The inhibitory effect of the synthesized PRC2 degrading agents on the activity of EZH2 enzyme in WSU-DLCL-2 cells is evaluated by detecting the level of H3K27me3 in the cells. As shown in FIG. 3, H3K27me3 can be almost inhibited to different degrees after 1 μ M of test molecules acts on WSU-DLCL-2 cells for 48H, and the trend of the reduction of the H3K27me3 protein level is generally consistent with the trend of PRC2 subunit degradation, wherein the inhibition rate of G8-G12, E4 and E7-E11 on H3K27me3 is more than 60%, and the test molecules have relatively strong inhibition activity. In general, almost all of the two types of PRC2 degradation molecules targeting EZH2 can degrade each core subunit of PRC2 and inhibit H3K27me3, but their PRC2 degradation ability and H3K27me3 inhibition ability are different due to the difference in Linker alkyl chain length. The PROTAC E7 not only shows the best in vitro EZH2 enzyme inhibition activity, but also shows the best activities of degrading PRC2 core subunit (degradation rate: EZH2 72%, SUZ 12%, EED 81%, rbAp 48%) and inhibiting H3K27me3 (inhibition rate 86%), therefore, the compound E7 is selected to continue the subsequent chemical and biological research.

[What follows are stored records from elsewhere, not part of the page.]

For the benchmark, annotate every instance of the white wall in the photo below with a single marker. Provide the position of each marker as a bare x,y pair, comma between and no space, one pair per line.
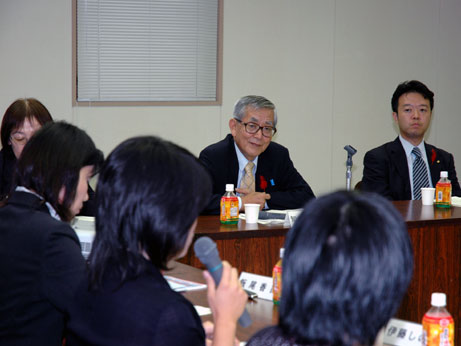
329,66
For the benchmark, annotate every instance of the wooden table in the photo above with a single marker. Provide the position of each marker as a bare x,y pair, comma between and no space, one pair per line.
253,248
435,235
263,312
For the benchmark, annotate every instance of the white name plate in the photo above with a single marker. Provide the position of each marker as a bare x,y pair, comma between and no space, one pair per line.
403,333
261,285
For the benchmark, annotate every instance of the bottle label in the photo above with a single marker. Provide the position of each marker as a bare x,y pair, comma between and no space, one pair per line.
443,195
229,209
438,331
277,283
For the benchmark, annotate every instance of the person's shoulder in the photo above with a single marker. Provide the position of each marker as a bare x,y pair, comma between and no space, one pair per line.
438,151
223,143
271,336
383,148
275,148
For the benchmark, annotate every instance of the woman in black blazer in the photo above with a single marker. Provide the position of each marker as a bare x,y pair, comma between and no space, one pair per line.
149,195
40,258
20,121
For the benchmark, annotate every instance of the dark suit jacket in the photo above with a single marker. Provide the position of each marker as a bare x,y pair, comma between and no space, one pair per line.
7,170
386,170
40,267
7,164
141,311
287,188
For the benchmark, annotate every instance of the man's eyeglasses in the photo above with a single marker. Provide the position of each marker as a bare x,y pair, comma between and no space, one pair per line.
252,128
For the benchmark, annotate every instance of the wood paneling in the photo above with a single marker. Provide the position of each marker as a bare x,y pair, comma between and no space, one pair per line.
435,235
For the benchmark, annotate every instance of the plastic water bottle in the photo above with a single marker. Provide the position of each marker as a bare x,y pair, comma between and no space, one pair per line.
438,325
443,191
277,279
229,206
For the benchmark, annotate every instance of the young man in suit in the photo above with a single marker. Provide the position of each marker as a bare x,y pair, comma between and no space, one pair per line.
261,170
396,169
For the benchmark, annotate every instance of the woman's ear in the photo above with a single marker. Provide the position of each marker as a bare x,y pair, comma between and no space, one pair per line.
62,194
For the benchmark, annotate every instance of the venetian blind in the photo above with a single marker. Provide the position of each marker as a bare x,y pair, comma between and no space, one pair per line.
147,50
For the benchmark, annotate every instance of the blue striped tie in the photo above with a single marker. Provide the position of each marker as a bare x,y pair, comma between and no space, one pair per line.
419,174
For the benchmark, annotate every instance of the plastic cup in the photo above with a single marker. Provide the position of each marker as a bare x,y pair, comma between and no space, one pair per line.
427,195
251,212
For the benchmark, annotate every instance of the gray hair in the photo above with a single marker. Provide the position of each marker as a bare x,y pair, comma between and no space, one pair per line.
253,101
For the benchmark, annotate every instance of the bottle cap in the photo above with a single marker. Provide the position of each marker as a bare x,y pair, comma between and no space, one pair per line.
438,299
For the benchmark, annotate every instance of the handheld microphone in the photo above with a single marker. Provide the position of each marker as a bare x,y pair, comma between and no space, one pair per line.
206,251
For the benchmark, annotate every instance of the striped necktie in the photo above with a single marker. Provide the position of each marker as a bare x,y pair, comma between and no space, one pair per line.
248,180
420,178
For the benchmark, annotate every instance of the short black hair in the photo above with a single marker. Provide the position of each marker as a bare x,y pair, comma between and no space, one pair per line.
412,86
347,264
52,159
149,193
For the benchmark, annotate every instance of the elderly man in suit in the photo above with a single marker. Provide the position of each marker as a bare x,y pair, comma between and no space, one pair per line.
398,169
261,169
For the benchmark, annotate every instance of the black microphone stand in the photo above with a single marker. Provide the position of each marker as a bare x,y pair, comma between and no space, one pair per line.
350,152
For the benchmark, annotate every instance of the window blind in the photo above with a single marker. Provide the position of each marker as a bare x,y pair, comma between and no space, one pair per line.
147,50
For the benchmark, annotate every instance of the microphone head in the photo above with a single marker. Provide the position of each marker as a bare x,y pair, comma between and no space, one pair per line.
350,149
206,251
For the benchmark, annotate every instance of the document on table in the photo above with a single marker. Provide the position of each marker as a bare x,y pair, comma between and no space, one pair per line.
180,285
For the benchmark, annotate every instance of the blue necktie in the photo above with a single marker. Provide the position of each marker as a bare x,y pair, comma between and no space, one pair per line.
419,174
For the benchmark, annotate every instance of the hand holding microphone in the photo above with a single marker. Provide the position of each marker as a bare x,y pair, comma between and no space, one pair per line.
226,297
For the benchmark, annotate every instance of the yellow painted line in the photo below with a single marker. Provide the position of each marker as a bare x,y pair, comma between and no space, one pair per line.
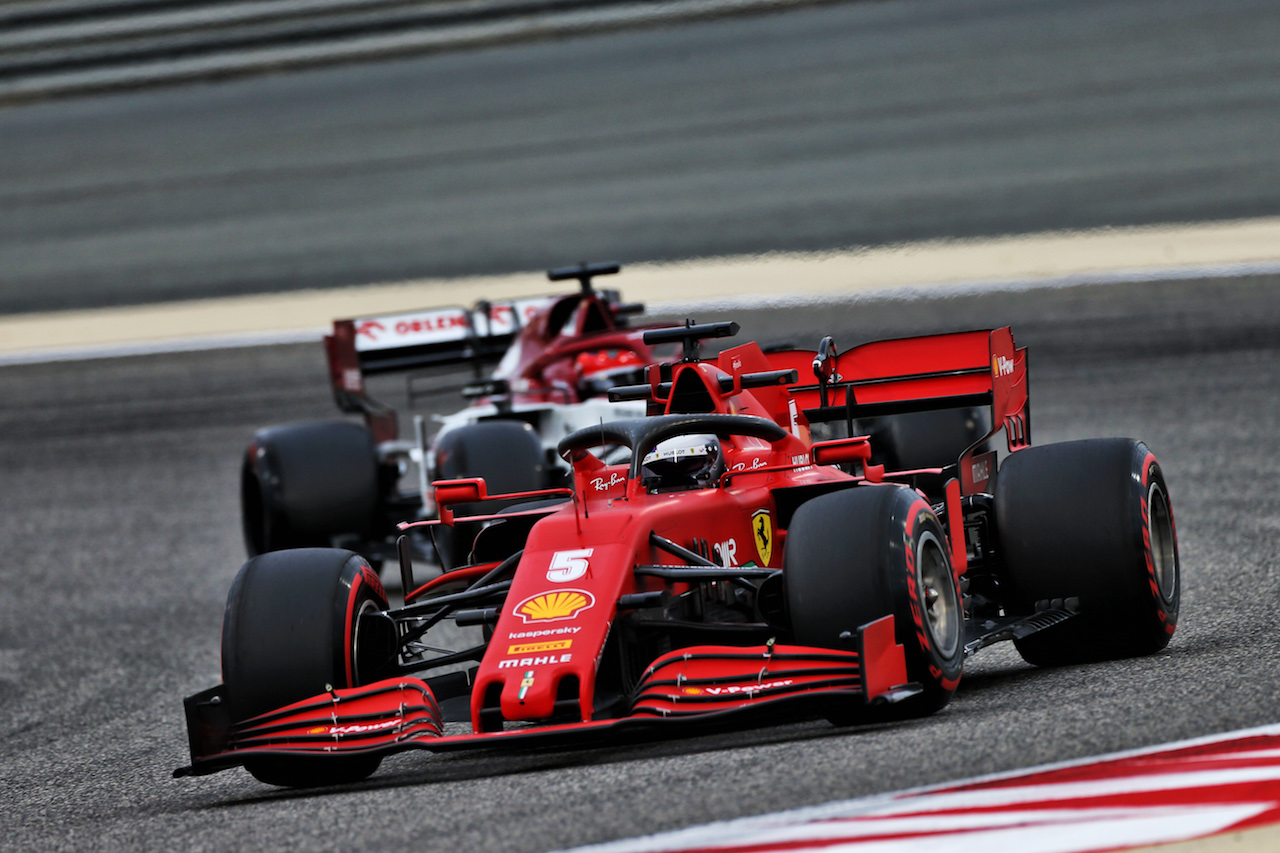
826,276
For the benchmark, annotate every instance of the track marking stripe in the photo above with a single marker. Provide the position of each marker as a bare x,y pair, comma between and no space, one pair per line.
1061,259
1196,789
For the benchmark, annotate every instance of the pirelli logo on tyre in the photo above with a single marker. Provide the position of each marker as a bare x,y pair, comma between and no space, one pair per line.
554,606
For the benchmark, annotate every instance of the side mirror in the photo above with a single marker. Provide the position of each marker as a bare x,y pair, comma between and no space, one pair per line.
451,492
849,450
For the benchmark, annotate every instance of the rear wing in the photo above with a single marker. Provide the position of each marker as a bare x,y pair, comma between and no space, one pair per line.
981,368
435,337
414,340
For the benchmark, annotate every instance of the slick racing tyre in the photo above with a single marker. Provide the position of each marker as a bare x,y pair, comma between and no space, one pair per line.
296,623
867,552
507,454
1089,520
304,484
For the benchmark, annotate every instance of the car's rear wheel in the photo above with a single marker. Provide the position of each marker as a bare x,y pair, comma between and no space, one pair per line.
507,454
1089,520
297,623
867,552
305,484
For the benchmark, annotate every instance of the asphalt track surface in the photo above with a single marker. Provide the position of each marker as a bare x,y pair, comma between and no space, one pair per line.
823,127
120,527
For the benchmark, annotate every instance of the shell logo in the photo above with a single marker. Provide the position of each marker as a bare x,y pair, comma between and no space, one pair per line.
553,606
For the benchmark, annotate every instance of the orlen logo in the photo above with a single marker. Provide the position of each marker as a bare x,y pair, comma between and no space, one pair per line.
429,323
554,606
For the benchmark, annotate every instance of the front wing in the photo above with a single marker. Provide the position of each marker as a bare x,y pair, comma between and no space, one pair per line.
700,683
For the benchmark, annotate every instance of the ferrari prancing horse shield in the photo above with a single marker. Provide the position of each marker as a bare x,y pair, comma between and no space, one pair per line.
762,530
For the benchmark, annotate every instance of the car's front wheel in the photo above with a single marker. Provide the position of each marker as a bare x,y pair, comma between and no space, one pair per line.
867,552
296,624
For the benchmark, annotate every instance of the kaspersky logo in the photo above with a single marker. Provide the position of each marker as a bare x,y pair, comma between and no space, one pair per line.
554,606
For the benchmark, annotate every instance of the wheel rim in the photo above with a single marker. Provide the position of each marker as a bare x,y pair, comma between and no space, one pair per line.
366,607
941,605
1160,533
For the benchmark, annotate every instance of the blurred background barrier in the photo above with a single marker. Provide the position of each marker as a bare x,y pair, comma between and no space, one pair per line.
65,46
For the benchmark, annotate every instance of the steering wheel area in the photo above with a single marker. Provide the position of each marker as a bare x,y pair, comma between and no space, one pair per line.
643,434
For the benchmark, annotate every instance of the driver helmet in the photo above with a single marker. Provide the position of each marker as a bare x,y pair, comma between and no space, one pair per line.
684,463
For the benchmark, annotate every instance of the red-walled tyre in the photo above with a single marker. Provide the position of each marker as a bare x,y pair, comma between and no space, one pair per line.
1091,520
296,623
867,552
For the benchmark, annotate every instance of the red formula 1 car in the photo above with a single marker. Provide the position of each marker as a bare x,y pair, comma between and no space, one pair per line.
342,483
731,564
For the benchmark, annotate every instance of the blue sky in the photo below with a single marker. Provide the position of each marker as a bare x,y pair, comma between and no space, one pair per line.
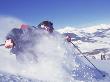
61,12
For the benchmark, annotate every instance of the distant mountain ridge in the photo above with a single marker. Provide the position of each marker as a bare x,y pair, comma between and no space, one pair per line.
92,40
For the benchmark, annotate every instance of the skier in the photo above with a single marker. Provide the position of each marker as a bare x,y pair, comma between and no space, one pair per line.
21,41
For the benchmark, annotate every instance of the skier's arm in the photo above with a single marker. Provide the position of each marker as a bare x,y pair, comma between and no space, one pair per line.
9,43
68,38
11,38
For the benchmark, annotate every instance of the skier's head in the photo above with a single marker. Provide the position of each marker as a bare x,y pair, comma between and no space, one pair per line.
46,25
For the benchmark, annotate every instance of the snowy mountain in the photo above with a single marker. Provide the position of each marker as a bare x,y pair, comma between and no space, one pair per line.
94,40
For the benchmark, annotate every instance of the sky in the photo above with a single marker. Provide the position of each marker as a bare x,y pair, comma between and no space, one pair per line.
78,13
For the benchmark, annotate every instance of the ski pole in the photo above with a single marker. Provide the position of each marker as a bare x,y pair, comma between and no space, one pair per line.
88,60
2,44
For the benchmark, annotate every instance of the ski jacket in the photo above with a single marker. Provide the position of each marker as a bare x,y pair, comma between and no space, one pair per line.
22,39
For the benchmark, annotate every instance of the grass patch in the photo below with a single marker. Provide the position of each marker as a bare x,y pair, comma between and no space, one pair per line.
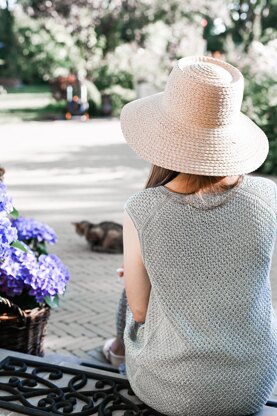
54,111
29,89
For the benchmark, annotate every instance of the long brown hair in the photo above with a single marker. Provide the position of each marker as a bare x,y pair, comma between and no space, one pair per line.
160,176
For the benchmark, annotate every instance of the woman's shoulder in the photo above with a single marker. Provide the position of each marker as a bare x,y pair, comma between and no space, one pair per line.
262,188
145,197
143,203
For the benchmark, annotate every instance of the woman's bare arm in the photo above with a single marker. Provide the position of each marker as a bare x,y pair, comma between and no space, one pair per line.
136,280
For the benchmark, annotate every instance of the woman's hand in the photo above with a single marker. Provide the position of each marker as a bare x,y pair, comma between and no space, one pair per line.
120,271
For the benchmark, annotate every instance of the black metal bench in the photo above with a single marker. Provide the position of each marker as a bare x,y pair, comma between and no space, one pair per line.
34,386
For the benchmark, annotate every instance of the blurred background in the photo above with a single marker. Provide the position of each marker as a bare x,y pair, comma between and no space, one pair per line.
66,69
104,53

3. E7 efficient degradation PCR2
The time-and dose-effect relationship of E7-induced PRC2 degradation was evaluated in WSU-DLCL-2 cells. In the aspect of aging, 1 mu M of E7 is used for observing the degradation of each core subunit of PRC2 and the inhibition of H3K27me3 in different time periods, and the result shows that the degradation of E7 to EZH2 is gradually enhanced along with the prolonging of the action time within 0-1H, but the E7 has little influence on other subunits of PRC2 and H3K27me 3; in 2-12h, the degradation of each subunit of PRC2 by E7 disappears, and the inhibition of H3K27me3 is weak and unstable. It is therefore speculated that E7 mainly degrades free EZH2 not involved in the formation of the PRC2 complex during the initial phase of action (0-12 h), whereas it takes longer to induce the degradation of EZH2 and other subunits of the PRC2 complex to form a complete ternary complex. After 24H of E7 action, protein levels of PRC2 core subunits EZH2, SUZ12, EED and RbAp48 and its catalytic product H3K27me3 began to decrease significantly, and after that, as the action time was prolonged, the degradation of PRC2 subunits by E7 and the inhibition of H3K27me3 were gradually enhanced until almost complete degradation of PRC2 was achieved by action for 96H. In the aspect of dose effect, the degradation of each core subunit of PRC2 and the inhibition of H3K27me3 by the action of E7 with different concentrations for 48H are examined. As shown in B in FIG. 4, low concentrations of E7 (0-0.5. Mu.M) had only a weak degradation effect on each subunit of PRC 2; when the concentration reaches 1 mu M, E7 can remarkably degrade each subunit of PRC2 and inhibit H3K27me3, and the remarkable effect can be continuously maintained when the action concentration is increased to 5 mu M; however, when the concentration of E7 is too high and reaches 10 μ M, a "hook effect" (hook effect) is generated, namely, the excessive E7 causes the E7 to form binary complexes with EZH2 and E3 ubiquitin ligase respectively, and the effective action concentration of the E7 participating in the formation of EZH2-E7-E3 ubiquitin ligase ternary complexes is reduced, which is shown as the reduction of the degradation of each core subunit of PRC2 and the inhibition of H3K27me3. From the above results it follows: the 1 mu M E7 acting on WSU-DLCL-2 cells 48H can obviously and stably degrade the EZH2, SUZ12, EED and RbAp48 subunits of PRC2 and effectively inhibit H3K27me3.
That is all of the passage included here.